Écrit par Yaroslav Baran
La dynamique parlementaire est très différente dans un contexte minoritaire, par rapport à un environnement majoritaire dans lequel le gouvernement sait qu’il peut finalement imposer sa volonté par la force du nombre. La principale manifestation se trouve dans les comités, où les libéraux n’auront pas le nombre pour contrôler la direction des débats. Cela plusieurs dimensions pratiques :
- Les progrès législatifs peuvent être encore plus lents qu’ils ne l’étaient lors de la dernière législature, la majorité des membres des comités ne coopérant pas avec le programme du gouvernement et ne cherchant pas à l’accélérer;
- La majorité de l’opposition au sein des comités sera habilitée à proposer d’autres pistes de travail contraires au programme du gouvernement ou à éroder l’image de marque du gouvernement;
- Les comités sont généralement le lieu des enquêtes parlementaires, compte tenu de leur liberté d’ouvrir toutes les études de leur choix dans le cadre de leurs politiques et de leur pouvoir juridique théoriquement illimité d’assigner des personnes et des documents.
Pour illustrer ce propos, rappelez-vous la brève étude du Comité d’éthique sur la question de SNC Lavalin au printemps dernier et imaginez la direction qu’elle aurait pu prendre si les libéraux n’avaient pas obtenu une majorité déterminante des voix au sein du comité.

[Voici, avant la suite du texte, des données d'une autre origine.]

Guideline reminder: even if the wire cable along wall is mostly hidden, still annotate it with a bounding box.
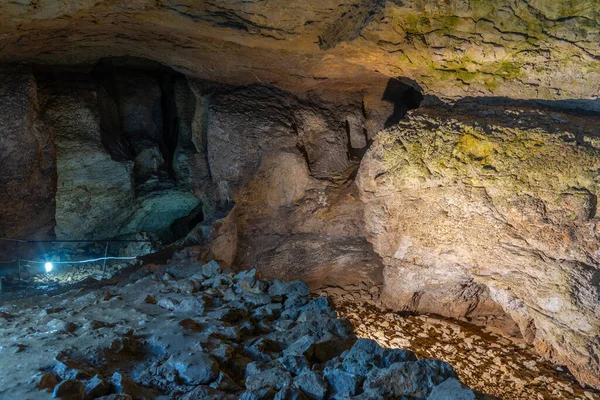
[0,238,152,280]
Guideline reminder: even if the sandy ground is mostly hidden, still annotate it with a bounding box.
[319,289,600,400]
[0,269,600,400]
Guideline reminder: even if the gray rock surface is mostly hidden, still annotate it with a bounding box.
[10,262,474,400]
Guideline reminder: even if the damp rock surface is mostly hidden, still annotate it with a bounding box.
[316,284,600,400]
[0,261,475,399]
[357,102,600,387]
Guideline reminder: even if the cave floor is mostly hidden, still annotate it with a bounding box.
[318,287,600,400]
[0,264,600,400]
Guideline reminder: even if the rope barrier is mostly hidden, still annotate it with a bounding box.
[0,238,152,243]
[21,257,137,264]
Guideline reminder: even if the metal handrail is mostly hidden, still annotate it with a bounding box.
[0,237,152,280]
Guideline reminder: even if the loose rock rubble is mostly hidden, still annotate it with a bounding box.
[0,262,480,400]
[319,285,600,400]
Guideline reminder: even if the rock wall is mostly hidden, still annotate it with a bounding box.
[0,68,56,241]
[357,104,600,387]
[183,82,388,286]
[0,0,600,110]
[40,65,199,239]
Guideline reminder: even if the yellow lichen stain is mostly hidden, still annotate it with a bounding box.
[456,133,498,161]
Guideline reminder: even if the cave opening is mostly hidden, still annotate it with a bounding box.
[0,13,600,400]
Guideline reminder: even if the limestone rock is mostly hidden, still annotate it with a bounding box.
[0,0,600,109]
[358,103,600,387]
[0,67,56,241]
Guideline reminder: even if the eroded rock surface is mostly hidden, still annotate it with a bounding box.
[0,67,56,241]
[0,261,475,399]
[0,0,600,110]
[358,104,600,387]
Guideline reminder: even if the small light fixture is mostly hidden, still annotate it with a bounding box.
[44,262,53,272]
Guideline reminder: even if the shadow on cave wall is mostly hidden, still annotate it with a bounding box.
[382,78,423,128]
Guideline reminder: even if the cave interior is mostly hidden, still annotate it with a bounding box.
[0,0,600,400]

La bonne nouvelle pour le gouvernement est que les comités ne siégeront pas avant le Nouvel An, ce qui laissera au leader du gouvernement et au Cabinet du premier ministre le temps d’évaluer cette dynamique et de planifier des approches pour s’y orienter. En fait, alors que le premier ministre entame une discussion avec le NPD pour déterminer s’il convient d’établir une relation de travail similaire à celle de la Colombie-Britannique plutôt que de gouverner vote par vote, l’apaisement des comités semble être l’une des principales motivations pour lesquelles M. Trudeau voudrait conclure une entente.

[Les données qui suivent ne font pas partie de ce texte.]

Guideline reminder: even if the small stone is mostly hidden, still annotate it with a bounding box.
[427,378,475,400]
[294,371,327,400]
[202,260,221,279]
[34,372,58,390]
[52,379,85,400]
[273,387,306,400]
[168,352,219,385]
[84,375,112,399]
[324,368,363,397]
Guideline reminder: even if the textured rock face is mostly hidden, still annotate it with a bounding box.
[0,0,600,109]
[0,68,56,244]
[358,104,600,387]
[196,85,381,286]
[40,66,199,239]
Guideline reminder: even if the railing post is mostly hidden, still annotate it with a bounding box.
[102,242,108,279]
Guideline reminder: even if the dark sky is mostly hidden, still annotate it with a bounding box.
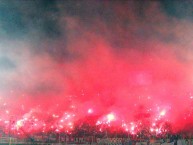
[0,0,193,134]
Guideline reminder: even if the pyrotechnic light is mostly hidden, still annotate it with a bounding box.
[107,113,115,122]
[87,108,93,114]
[16,120,23,129]
[160,110,166,116]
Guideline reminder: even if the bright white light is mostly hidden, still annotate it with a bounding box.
[87,108,93,114]
[107,113,115,122]
[160,110,166,116]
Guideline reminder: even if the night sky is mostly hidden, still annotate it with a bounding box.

D’autres aspects du travail parlementaire – trouver les voix nécessaires pour adopter une loi et survivre aux votes de confiance – ne devraient pas être particulièrement difficiles compte tenu de la configuration actuelle des partis et du chevauchement considérable de leurs programmes politiques. L’élimination du risque d’enquêtes potentielles des comités constituerait cependant un véritable prix qui faciliterait la vie du gouvernement – et donnerait presque l’impression d’une majorité.
Comment les comités sont-ils formés? Ils doivent être reconstitués après chaque élection et, à l’exception de plusieurs comités opérationnels codifiés dans le livre des règles de la Chambre des communes, chaque législature a la capacité de créer les comités de son choix. Dans l’ensemble, ils ont cependant tendance à suivre l’attribution générale des rôles du Cabinet et de l’organisation des ministères. Les comités sont négociés par les whips des partis, qui chercheront à reproduire la position proportionnelle des partis au sein des comités. Sans vouloir présager les négociations, nous devrions probablement nous attendre à quelque chose dans l’ordre de comités de 15 personnes; à cette taille, le plus petit parti officiel (le NPD) aurait droit à un siège, représentant 7 % des sièges à la Chambre des communes.

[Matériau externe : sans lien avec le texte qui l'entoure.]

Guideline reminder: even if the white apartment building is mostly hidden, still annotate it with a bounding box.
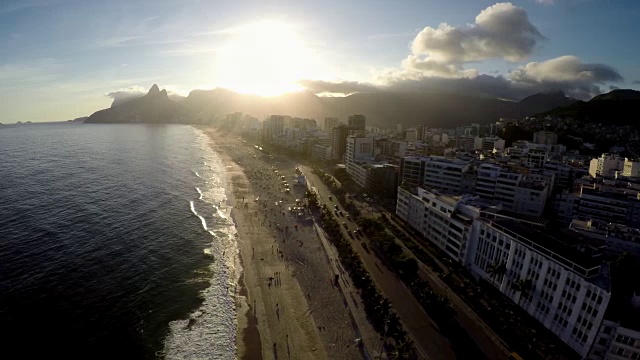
[344,136,376,187]
[622,158,640,177]
[533,131,558,145]
[421,156,475,195]
[589,154,624,177]
[475,163,551,216]
[396,187,479,263]
[465,217,611,357]
[398,156,425,187]
[311,144,331,161]
[473,136,505,151]
[588,316,640,360]
[323,117,340,133]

Une partie de la philosophie qui influence le comportement du Sénat peut également commencer à être remise en question. Le Groupe sénatorial indépendant s’est inspiré du prétendu principe de Salisbury – l’opinion selon laquelle, en tant que Chambre non élue, la Chambre haute devrait en dernier recours s’en remettre à la Chambre des communes, de laquelle relève le gouvernement. Avec un gouvernement reposant sur 33 % du vote populaire, le principe selon lequel « le gouvernement devrait obtenir ce qu’il veut, car il a été élu » devient un argument plus faible. Nous pourrions nous attendre à des contestations sur l’hégémonie actuelle du principe de Salisbury en tant que doctrine directrice, potentiellement manifeste dans une culture du Sénat qui soit encore plus indépendante.
Sur la question générale de savoir quand le Parlement sera convoqué – il s’agit ultimement d’une question politique. Compte tenu de la forte position minoritaire des libéraux – et du fait qu’il s’agit d’un prolongement du gouvernement en place – il n’y aura pas d’impératif immédiat d’établir la confiance. La confiance sera largement assumée. Le résultat est l’un des rares scénarios possibles dans lequel un gouvernement pourrait attendre jusqu’au Nouvel An pour convoquer la législature, prenant ainsi le temps supplémentaire nécessaire pour se reconfigurer face à la nouvelle réalité. La décision finale quant à l’ouverture de la Chambre des communes sera régie par des considérations de relations publiques et non par des impératifs de procédure.